= Pervin Özdemir =

Turkish ceramics artist

Pervin Özdemir (born 1951 in İzmir) is a Turkish ceramics artist.

She has taken drawing and history of art classes from Ali Riza Hiti. Has completed academy in 1971. In the 1980s she continued her art studies concentrating on ceramics at the Museum of Paintings and Sculpture in İzmir. In 1996, she completed studies in a ceramics workshop in Gelsenkirchen, Germany, and researches in Köln and Amsterdam. Published articles on art of ceramics.
During the same period, started to train students in the workshop she founded.

She has prepared 25 solo exhibitions in many cities of Turkey and in Germany. Took part in 55 joint exhibitions all around the world. Her ceramics exhibition in Gelsenkirchen which was the first one by a Turkish artist was mentioned in European press.

Her works can be found in many collections all around the world, including Germany, the Netherlands, England, Switzerland, Austria, Hungary, the US, Italy, Sweden, Australia, Japan, France.

She acted as the art consultant at the Art Gallery of Ephesos Museum for 7 years.

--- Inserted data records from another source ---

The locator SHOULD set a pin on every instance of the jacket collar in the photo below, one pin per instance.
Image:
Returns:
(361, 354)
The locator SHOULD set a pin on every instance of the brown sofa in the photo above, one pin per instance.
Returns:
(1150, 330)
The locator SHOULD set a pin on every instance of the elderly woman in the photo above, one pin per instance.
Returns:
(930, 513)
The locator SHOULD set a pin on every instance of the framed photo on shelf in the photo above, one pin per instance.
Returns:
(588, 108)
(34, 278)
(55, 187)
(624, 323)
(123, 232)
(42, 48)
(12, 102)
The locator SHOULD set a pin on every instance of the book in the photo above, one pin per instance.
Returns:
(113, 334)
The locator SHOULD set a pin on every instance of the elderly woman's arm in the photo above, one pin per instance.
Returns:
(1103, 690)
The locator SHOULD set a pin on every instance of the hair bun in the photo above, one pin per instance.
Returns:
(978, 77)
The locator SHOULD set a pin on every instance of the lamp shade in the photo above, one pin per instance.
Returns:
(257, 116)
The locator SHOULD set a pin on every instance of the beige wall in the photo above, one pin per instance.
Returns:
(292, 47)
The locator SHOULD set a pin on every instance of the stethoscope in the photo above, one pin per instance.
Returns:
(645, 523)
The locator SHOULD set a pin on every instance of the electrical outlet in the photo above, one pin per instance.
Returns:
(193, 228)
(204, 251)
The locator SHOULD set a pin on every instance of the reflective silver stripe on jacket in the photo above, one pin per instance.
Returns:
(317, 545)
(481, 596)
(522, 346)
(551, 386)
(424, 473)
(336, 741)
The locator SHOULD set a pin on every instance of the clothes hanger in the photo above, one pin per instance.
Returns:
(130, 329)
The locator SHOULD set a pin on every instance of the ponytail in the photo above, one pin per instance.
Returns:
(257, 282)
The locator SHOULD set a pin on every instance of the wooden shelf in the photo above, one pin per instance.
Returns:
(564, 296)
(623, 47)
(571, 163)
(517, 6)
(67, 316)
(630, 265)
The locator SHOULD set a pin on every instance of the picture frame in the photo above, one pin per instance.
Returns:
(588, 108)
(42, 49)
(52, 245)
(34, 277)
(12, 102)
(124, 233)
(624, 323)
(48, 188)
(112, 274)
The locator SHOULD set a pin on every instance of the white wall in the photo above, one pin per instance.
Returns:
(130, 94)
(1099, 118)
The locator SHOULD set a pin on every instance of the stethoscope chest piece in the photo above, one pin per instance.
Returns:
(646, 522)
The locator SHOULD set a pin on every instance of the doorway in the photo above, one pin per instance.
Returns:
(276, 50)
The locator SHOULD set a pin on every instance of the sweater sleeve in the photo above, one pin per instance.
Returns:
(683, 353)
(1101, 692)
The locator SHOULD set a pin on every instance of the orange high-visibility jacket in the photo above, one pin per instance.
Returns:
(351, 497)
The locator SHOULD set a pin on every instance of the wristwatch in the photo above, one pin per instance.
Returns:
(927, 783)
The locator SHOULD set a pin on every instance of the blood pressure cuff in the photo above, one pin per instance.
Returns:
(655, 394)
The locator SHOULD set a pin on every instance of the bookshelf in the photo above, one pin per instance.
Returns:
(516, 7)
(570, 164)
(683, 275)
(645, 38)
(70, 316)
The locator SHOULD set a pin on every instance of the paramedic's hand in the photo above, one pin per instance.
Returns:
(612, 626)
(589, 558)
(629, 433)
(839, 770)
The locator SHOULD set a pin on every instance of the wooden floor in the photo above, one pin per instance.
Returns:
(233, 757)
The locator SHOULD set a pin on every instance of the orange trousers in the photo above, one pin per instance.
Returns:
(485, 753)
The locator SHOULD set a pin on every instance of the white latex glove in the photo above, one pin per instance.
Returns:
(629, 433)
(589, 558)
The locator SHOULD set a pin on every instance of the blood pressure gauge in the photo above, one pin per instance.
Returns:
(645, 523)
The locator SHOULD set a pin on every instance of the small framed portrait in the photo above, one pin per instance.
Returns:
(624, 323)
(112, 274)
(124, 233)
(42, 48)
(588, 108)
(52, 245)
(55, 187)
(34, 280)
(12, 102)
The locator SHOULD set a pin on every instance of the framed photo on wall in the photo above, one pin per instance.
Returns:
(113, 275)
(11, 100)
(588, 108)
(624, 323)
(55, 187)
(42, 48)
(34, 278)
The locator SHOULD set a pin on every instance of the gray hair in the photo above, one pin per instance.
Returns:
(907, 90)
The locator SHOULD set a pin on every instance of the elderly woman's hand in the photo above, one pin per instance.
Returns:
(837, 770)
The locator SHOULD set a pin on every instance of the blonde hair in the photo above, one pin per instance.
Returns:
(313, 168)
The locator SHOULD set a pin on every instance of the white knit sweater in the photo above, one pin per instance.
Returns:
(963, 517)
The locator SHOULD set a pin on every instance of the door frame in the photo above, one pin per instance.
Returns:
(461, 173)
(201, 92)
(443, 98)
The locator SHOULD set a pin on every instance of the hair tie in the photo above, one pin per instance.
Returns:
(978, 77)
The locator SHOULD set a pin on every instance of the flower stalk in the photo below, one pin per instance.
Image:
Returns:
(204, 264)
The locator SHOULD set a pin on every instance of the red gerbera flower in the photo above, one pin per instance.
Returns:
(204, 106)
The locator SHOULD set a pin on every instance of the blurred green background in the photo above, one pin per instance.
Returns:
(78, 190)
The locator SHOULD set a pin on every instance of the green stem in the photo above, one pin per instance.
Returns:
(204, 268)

She opened a solo modern ceramics exhibition in Urfa, which was a first in South-Eastern Turkey.

Awarded with a first honorable mention (1991) and first jury award (1994) at Golden Cruse Art Competition.

Won the Halikarnas Balikcisi Award of Service to the Anatolian Civilizations by the Turkish Ministry of Culture.

The Turgut Pura Foundation have named their art prizes after her.

She currently teaches at İzmir Guzelyali Cultural Center.